One shortcoming of the trial is the relatively small number of patients and no consistently answered questionnaires at all investigation time points. Patients over 70 years of age were excluded although also in this patient group, changes in sexual function and QoL are possible. Furthermore, the investigation was finished 6 months after therapy. To improve the results of our study, the evaluation should be continued to examine whether there are further changes during long-term follow up both regarding sexual function and quality of life.

In this trial, we closely monitored the quality of life and sexual activity, reporting short-term changes of all categories before, during, and 6 months after completion of chemotherapy. Continuous monitoring and psychological counseling are necessary for all breast cancer patients.

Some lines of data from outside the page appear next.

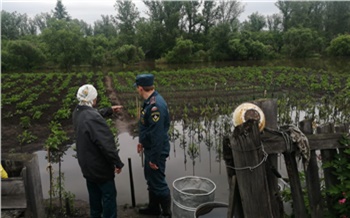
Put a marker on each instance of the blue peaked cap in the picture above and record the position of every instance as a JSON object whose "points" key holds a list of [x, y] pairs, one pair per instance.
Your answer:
{"points": [[144, 80]]}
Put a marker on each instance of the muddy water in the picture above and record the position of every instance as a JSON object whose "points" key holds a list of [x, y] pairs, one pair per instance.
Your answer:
{"points": [[176, 168]]}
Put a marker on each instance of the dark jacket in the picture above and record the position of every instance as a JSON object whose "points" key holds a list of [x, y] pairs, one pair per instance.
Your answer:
{"points": [[154, 126], [96, 149]]}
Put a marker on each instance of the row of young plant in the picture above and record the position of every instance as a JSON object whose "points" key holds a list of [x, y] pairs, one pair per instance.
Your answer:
{"points": [[298, 90], [202, 92]]}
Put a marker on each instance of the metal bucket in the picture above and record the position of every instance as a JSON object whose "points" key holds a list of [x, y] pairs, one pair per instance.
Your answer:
{"points": [[189, 192], [212, 210]]}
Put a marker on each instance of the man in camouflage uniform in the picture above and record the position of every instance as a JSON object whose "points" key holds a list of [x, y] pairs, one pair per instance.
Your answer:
{"points": [[154, 141]]}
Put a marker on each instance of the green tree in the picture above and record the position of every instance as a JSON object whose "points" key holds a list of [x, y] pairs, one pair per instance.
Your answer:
{"points": [[274, 23], [256, 22], [128, 54], [246, 48], [149, 37], [127, 16], [300, 42], [229, 11], [102, 51], [21, 55], [192, 18], [340, 46], [15, 25], [220, 36], [181, 53], [105, 27], [66, 44], [337, 18], [41, 20], [60, 12], [164, 20]]}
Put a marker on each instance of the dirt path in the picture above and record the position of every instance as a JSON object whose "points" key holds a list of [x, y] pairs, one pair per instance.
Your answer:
{"points": [[124, 123]]}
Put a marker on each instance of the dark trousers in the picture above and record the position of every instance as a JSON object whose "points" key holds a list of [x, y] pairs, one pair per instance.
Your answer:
{"points": [[156, 178], [102, 199]]}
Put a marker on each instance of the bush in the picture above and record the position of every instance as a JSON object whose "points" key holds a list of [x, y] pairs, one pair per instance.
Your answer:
{"points": [[181, 53], [340, 46]]}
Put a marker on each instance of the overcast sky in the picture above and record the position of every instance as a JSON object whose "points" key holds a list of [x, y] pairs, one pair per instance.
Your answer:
{"points": [[91, 10]]}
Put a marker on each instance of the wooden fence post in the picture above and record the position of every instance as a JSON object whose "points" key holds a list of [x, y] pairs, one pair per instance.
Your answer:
{"points": [[312, 176], [328, 155], [269, 107], [249, 160]]}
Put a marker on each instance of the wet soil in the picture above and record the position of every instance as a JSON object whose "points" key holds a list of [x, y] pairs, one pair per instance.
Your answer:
{"points": [[9, 144]]}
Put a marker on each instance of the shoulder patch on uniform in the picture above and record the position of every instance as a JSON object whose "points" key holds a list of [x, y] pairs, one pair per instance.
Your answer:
{"points": [[155, 116], [152, 100]]}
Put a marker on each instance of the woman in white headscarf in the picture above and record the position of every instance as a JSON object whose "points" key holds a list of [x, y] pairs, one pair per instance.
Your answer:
{"points": [[97, 153]]}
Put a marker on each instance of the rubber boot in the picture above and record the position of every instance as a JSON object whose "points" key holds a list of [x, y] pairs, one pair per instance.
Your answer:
{"points": [[153, 206], [165, 203]]}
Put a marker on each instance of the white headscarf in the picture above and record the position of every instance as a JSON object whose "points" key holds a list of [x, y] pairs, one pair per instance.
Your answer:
{"points": [[86, 95]]}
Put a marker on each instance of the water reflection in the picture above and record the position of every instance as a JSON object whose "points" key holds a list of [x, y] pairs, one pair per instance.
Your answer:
{"points": [[208, 166], [196, 150]]}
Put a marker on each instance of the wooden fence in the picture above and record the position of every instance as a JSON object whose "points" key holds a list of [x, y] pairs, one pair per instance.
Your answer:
{"points": [[251, 162]]}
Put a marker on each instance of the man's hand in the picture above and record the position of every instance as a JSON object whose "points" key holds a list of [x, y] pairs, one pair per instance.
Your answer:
{"points": [[153, 166], [117, 108], [117, 170], [139, 148]]}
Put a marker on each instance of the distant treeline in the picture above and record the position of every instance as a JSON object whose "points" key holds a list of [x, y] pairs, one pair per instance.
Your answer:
{"points": [[174, 32]]}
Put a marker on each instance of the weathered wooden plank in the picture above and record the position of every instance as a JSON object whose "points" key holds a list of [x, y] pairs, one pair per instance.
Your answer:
{"points": [[312, 177], [275, 144], [32, 182], [12, 186], [295, 185], [13, 202], [269, 107], [247, 152], [13, 194]]}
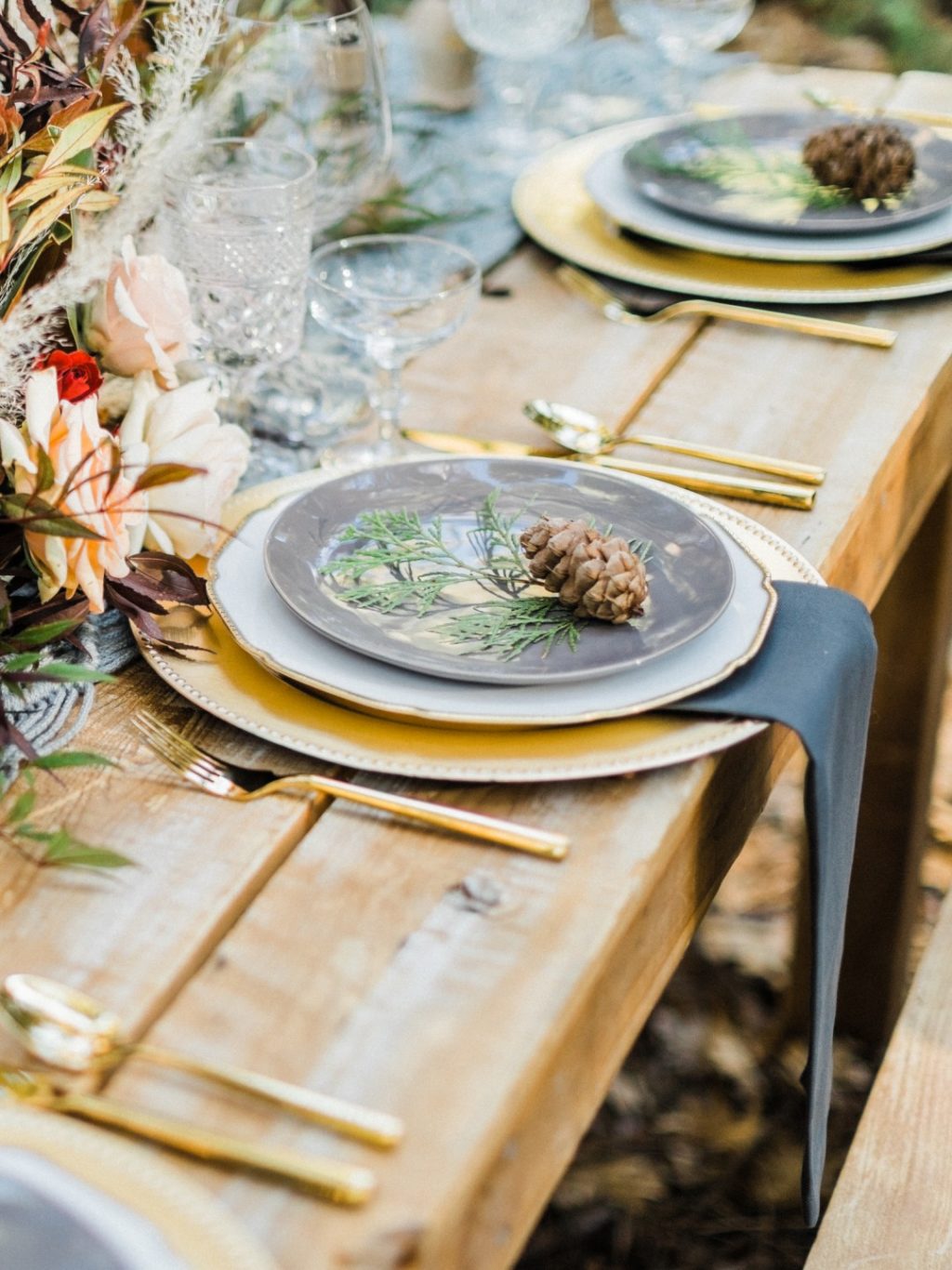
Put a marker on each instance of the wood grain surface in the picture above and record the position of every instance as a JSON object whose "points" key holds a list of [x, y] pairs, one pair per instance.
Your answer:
{"points": [[892, 1203], [483, 996]]}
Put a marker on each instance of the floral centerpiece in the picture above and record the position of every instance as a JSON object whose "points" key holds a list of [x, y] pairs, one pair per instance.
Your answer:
{"points": [[114, 461]]}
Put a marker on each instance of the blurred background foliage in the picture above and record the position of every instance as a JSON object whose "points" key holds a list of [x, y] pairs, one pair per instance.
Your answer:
{"points": [[914, 34]]}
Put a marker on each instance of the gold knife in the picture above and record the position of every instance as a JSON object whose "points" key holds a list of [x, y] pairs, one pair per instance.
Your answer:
{"points": [[336, 1180], [774, 493]]}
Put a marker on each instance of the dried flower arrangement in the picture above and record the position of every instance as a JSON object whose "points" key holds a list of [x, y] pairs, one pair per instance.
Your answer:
{"points": [[114, 465]]}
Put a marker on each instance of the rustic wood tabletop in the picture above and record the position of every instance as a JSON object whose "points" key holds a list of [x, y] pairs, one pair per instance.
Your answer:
{"points": [[483, 996]]}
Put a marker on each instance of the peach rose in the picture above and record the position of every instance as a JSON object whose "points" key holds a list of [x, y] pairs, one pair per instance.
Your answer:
{"points": [[72, 436], [141, 320], [181, 427]]}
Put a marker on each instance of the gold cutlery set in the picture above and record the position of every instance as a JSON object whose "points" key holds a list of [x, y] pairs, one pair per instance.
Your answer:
{"points": [[69, 1030], [584, 438], [603, 298]]}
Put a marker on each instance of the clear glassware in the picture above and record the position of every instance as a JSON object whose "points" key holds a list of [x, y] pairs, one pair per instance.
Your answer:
{"points": [[521, 33], [239, 226], [310, 76], [681, 31], [395, 295]]}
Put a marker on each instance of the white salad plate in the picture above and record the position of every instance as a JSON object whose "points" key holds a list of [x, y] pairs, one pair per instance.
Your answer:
{"points": [[266, 628]]}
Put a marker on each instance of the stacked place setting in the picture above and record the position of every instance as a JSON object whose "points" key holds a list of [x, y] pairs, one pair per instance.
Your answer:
{"points": [[390, 618], [777, 207]]}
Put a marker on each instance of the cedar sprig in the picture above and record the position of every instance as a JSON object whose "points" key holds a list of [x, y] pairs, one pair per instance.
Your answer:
{"points": [[508, 628], [403, 564]]}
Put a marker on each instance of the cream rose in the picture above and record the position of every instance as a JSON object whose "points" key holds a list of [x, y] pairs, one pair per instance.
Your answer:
{"points": [[181, 427], [70, 434], [141, 320]]}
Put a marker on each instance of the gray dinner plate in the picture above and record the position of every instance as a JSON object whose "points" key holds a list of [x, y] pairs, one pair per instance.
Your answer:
{"points": [[691, 575], [930, 191], [615, 193]]}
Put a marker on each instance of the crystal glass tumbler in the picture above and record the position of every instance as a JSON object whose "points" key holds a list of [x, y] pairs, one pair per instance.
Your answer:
{"points": [[239, 226]]}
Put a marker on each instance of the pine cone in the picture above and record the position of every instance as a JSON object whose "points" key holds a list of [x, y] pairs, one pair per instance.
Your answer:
{"points": [[594, 575], [871, 160]]}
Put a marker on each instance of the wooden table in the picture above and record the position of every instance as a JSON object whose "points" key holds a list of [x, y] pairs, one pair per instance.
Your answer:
{"points": [[485, 996]]}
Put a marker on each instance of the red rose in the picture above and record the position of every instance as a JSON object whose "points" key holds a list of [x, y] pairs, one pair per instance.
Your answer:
{"points": [[76, 374]]}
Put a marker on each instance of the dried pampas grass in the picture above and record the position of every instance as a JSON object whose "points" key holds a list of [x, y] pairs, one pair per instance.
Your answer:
{"points": [[152, 134]]}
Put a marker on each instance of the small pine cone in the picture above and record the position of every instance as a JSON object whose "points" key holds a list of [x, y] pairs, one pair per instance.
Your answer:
{"points": [[871, 160], [594, 575]]}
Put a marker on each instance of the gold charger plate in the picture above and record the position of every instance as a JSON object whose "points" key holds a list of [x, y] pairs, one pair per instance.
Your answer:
{"points": [[197, 1228], [233, 687], [552, 205]]}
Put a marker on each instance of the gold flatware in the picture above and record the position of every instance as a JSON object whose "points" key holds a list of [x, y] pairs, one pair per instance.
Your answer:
{"points": [[827, 101], [611, 306], [587, 434], [772, 493], [68, 1029], [330, 1179], [247, 784]]}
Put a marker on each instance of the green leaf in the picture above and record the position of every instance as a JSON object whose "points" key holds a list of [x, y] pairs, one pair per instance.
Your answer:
{"points": [[20, 662], [21, 808], [77, 855], [80, 135], [45, 215], [10, 174], [68, 673], [35, 637], [73, 759], [40, 516], [73, 320], [62, 527], [46, 474], [165, 474]]}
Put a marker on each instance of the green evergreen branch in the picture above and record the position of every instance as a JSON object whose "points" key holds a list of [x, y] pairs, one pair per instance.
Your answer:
{"points": [[508, 628], [402, 564]]}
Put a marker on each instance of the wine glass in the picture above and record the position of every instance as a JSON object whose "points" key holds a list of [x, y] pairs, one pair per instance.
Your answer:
{"points": [[310, 76], [681, 31], [239, 226], [521, 33], [396, 295]]}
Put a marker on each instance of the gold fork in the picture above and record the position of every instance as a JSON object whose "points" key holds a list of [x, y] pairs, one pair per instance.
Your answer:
{"points": [[612, 308], [246, 784]]}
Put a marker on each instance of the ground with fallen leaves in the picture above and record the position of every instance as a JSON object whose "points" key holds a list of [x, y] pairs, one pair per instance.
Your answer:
{"points": [[694, 1161]]}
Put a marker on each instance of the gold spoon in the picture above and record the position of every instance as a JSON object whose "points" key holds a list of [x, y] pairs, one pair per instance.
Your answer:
{"points": [[587, 434], [330, 1179], [68, 1029], [753, 490]]}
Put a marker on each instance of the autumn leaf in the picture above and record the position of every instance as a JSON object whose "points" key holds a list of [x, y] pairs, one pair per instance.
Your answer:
{"points": [[46, 215], [80, 135], [45, 187]]}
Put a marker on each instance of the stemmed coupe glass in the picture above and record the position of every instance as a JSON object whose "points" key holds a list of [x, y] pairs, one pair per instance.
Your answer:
{"points": [[395, 295], [521, 33], [239, 226], [681, 31], [309, 73]]}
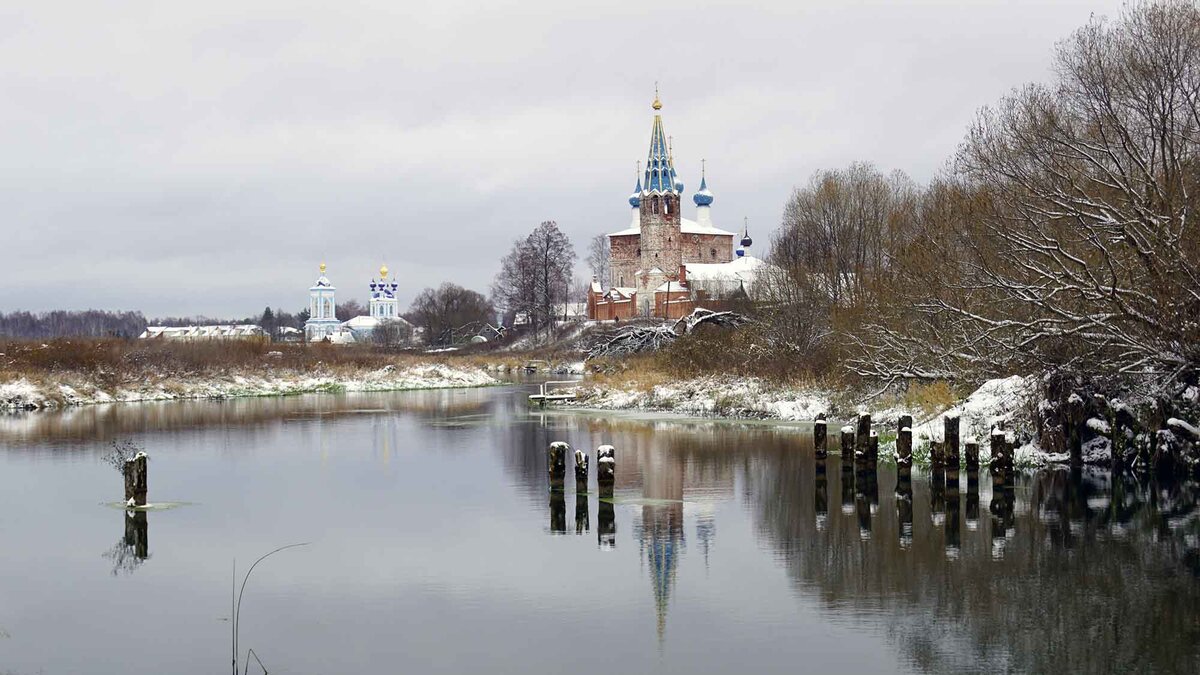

In line with other studies, special attention needs to be paid to premenopausal patients. They show a higher bandwidth of changes in sexual function and quality of life with early onset shortly after the start of treatment. The knowledge of effective recovery and improved quality of life after chemotherapy in spite of still impaired sexuality presents important information in counseling both pre- and postmenopausal patients. Great progress has been made in breast cancer therapy regarding the evaluation of side effects of the disease and its treatment, and this study emphasizes the need for further work in this field.